Cumhurbaşkanı Erdoğan, bu anlayışla son 16 yılda sadece ekonomide, siyasette, diplomaside değil, üniversitelerin demokratikleşmesinde, özgürleşmesinde de önemli adımlar attıklarını aktardı. 

"TÜBİTAK ve TÜBA´ya önemli görevler düşüyor" 
Erdoğan, şu değerlendirmelerde bulundu: 

"Artık fiziki güvenliğinizi siber güvenlikle dijital sanayiyle yerli yazılımla yapay zekayla tahkim etmiyorsanız kendi kendinizi kandırıyorsunuz demektir. Hudutlarımızın korunmasına gösterdiğimiz hassasiyeti ülkemizin ürettiği verilerin korunmasına aynen göstermek durumundayız. Bugün siber saldırılar ve açıklar, devletin güvenliği ile kişi mahremiyetini ihlal eden en büyük tehditlerdendir. Geliştirdiğimiz ´Ahtapot´ yazılımı, bir kuvvet komutanlığımızın karargahına yapılan siber saldırıyı başarıyla engelledi ve gerçekleşecek bir NATO tatbikatına dahil edildi. Türkiye artık bilimsel araştırmalarda sınır tanımıyor. Uzaydan kutuplara kadar her noktada çalışmalar yürütüyoruz. İki hafta önce 20 yıllık bir hayali gerçekleştirip Uzay Ajansı´nı kurduk. Böylece ülkemizi uzay araştırmaları ve teknolojisinde süper lige taşıyacak tarihi bir adım attık." 

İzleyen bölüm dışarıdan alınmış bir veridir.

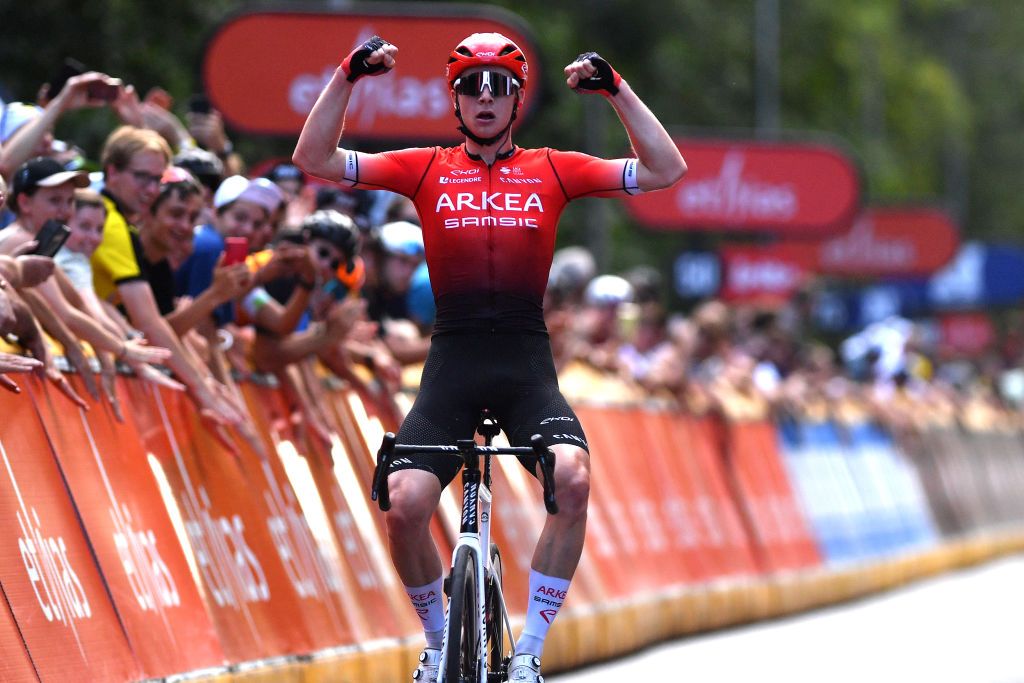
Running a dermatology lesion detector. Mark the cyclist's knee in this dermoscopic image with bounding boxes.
[554,445,590,517]
[386,470,441,536]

Bilim ve teknolojide kayda değer bir sıçrama yapmak için çok çalışılması gerektiğine işaret eden Erdoğan, savunma sektöründe gösterilen başarının yazılım, finans, sağlık, enerji ve diğer kritik teknoloji alanlarında da yakalayıp ekonomik bağımsızlığın perçinlenmesi gerektiğini söyledi. 

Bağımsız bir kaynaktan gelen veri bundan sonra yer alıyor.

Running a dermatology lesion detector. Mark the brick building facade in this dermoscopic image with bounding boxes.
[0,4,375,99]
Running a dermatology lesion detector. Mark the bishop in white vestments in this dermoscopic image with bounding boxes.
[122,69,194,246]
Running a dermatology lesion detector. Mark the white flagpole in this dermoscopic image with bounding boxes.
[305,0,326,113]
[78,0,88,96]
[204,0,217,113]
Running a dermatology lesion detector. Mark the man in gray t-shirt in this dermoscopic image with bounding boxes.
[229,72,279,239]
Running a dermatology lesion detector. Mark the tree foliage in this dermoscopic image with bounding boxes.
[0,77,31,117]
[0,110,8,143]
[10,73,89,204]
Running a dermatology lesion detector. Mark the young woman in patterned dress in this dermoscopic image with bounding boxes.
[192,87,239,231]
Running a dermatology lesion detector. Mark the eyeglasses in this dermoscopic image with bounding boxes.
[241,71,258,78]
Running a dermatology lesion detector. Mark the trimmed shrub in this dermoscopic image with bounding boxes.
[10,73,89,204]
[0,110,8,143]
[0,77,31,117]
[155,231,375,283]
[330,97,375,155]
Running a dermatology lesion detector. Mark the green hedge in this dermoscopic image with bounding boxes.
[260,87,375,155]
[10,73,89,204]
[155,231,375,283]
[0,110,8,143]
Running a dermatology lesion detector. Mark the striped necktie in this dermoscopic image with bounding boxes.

Türkiye´deki bilim ve eğitim kuruluşlarından beklentinin düşünen, merak eden, araştıran, soruşturan ve sürekli daha ileriye gitmeyi hedefleyen bir anlayışın topluma yerleştirilmesi olduğunu ifade eden Erdoğan, bu konuda TÜBİTAK ve TÜBA´ya önemli görevler düştüğünü kaydetti. 

Gayretleriyle emekleriyle birikimleriyle eserleriyle bilim dünyasına, Türkiye´ye ve insanlığa katkılar sağlayanlara şükranlarını sunan Erdoğan, ödül alan bilim insanlarını tebrik etti.